Substandard antimalarials are believed to contribute to resistant Plasmodium falciparum, a protozoa parasite which causes malaria. The problem is particularly acute in sub-Saharan Africa countries, such as Senegal, Madagascar and Uganda.
These countries were the focus of the study by Promoting the Quality of Medicines (PQM), a programme implemented by the US Pharmacopeia (USP). Across the three countries 491 antimalarials underwent basic testing, with 197 being sent for full-scale quality-control.
Of the samples from Senegal 44 per cent were substandard. The situation was slightly better in Madagascar and Uganda, where the study found respectively that 30 per cent and 26 per cent of samples were substandard.
Failing the quality control test indicates the product either contains the wrong amount of active pharmaceutical ingredient (API), fails to dissolve properly or includes unacceptable levels of potentially harmful impurities. All the products tested contained some of the API.
Tackling substandard antimalarials
The study has provided regulators with information which can inform enforcement activities. For instance, a brand which failed in one country was likely to fail in another. This suggests that the quality shortcomings were created at the source, rather than during distribution.

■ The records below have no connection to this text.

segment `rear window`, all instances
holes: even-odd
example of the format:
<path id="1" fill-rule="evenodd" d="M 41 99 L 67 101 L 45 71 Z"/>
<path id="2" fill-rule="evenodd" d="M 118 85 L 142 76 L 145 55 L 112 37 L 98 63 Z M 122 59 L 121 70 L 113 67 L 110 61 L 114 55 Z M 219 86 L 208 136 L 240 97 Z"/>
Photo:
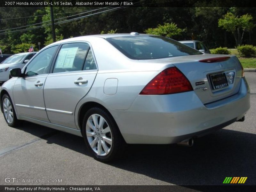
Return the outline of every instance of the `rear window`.
<path id="1" fill-rule="evenodd" d="M 203 54 L 182 43 L 162 36 L 126 36 L 106 40 L 132 59 L 154 59 Z"/>

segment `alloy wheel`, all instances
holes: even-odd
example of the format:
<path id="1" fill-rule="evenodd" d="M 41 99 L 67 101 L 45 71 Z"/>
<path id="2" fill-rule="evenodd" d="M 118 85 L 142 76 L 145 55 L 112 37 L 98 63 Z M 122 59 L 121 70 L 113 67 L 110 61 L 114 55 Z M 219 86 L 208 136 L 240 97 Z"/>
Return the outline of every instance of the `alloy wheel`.
<path id="1" fill-rule="evenodd" d="M 110 128 L 102 116 L 93 114 L 86 124 L 86 135 L 89 144 L 98 156 L 107 155 L 112 146 L 112 137 Z"/>
<path id="2" fill-rule="evenodd" d="M 8 123 L 11 124 L 13 121 L 13 112 L 12 104 L 8 98 L 4 100 L 3 105 L 5 119 Z"/>

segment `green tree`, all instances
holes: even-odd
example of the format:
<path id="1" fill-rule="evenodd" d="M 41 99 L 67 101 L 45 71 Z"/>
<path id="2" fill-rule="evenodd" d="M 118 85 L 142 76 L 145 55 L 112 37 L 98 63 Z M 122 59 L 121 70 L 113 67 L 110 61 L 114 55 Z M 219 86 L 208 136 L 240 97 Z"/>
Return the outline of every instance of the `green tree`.
<path id="1" fill-rule="evenodd" d="M 115 30 L 114 29 L 111 29 L 109 31 L 108 31 L 107 32 L 108 34 L 112 34 L 113 33 L 116 33 L 116 31 L 117 30 L 117 29 L 116 29 Z M 105 34 L 105 32 L 104 31 L 101 31 L 100 32 L 100 34 Z"/>
<path id="2" fill-rule="evenodd" d="M 181 35 L 185 30 L 177 27 L 177 25 L 174 23 L 165 23 L 163 25 L 158 24 L 155 28 L 149 28 L 144 31 L 147 34 L 152 34 L 164 36 L 172 37 L 174 36 Z"/>
<path id="3" fill-rule="evenodd" d="M 35 48 L 36 45 L 35 44 L 31 44 L 24 43 L 20 44 L 17 44 L 12 47 L 11 48 L 11 51 L 12 52 L 15 54 L 22 52 L 28 52 L 31 45 L 33 45 L 34 47 L 35 51 L 37 51 L 37 49 Z"/>
<path id="4" fill-rule="evenodd" d="M 237 46 L 242 44 L 244 32 L 250 31 L 254 27 L 252 17 L 250 15 L 243 15 L 240 17 L 228 12 L 223 19 L 219 20 L 219 27 L 233 34 Z"/>

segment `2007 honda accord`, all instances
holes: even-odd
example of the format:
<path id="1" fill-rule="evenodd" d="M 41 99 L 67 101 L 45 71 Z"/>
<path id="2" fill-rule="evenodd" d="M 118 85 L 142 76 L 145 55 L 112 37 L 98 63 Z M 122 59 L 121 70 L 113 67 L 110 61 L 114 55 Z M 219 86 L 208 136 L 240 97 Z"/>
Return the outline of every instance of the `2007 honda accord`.
<path id="1" fill-rule="evenodd" d="M 10 73 L 0 93 L 9 126 L 25 120 L 82 136 L 103 161 L 125 142 L 191 145 L 250 107 L 236 56 L 136 32 L 58 41 Z"/>

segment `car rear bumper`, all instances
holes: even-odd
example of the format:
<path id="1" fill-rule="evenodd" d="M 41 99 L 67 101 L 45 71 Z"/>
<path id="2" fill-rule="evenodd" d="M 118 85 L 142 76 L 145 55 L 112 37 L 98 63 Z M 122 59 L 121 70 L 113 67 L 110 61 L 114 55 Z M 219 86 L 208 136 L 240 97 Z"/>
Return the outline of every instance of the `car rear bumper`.
<path id="1" fill-rule="evenodd" d="M 194 91 L 140 95 L 127 110 L 110 110 L 128 143 L 167 144 L 200 136 L 242 117 L 250 107 L 244 78 L 236 94 L 204 105 Z"/>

Furthermore, the study gathered information about the distribution of poor quality medicines within a country. In Madagascar substandard medicines are widespread and sold by various distributors but the situation in Uganda is different.
Here the study found that all public sector medicines passed quality tests. This allows regulators in Uganda to focus efforts on the private sector, while maintaining its excellent record in public distribution.
The results from Uganda, Senegal and Madagascar are part of the ten-country Quality of Antimalarials in Sub-Saharan Africa (QAMSA) study. This is a collaborative effort between PQM and the World Health Organization (WHO).